Monday, September 27, 2004

Nostalgia

I went to yet another wedding yesterday. It was interesting because it was a wedding between two people I knew. One from home, and one from college. So I got to see some friends from college. It was good to see them all, and I'm glad I went to this wedding, if only to connect with one couple who left right after my sophmore year. On the other hand, I ended up sitting at the one table that no one (apparently) wanted to be at, and at one point in the evening, everyone left and I was sitting at the table by myself. That was a bit depressing, and I felt really awkward. Finally, a friend of mine came over and said there was an empty chair at his table, so I moved.

This whole experience reminded me why I never kept in touch with some of the people I knew from college. There were only three or four people who were genuinely interested in hearing about what was going on in my life. But I left as soon as I realized I was A) Not having fun anymore, and B) Really tired.

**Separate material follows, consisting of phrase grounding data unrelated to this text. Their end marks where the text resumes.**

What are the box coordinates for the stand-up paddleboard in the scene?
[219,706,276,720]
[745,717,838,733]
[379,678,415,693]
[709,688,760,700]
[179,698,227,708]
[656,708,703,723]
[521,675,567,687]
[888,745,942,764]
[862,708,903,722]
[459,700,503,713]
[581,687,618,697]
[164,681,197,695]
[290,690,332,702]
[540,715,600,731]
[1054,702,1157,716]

It also made me realize how humbled I feel to be working at the library here in Point Loma because everyone was asking what I was doing in San Diego. It's not that I'm dissatisfied with my job because I still believe that God provided it when I needed it, but it is a feeling that I am capable of doing so much more, if only I knew what that was. I'm feeling like I need to be "More Successful" whatever that means. And the danger of feeling this way is that it breeds discontentment in my life. Maybe that's a good thing. Maybe it will spur me on to bigger and better things. But I just want to be content with my life.

1 comment:

Ryan said...

Teach me dear Lord...

I can relate to your feelings of wanting to be somewhere else. I am keeping you and your getto-fab job in my prayers. And I do not think the job is an indication of your greatness!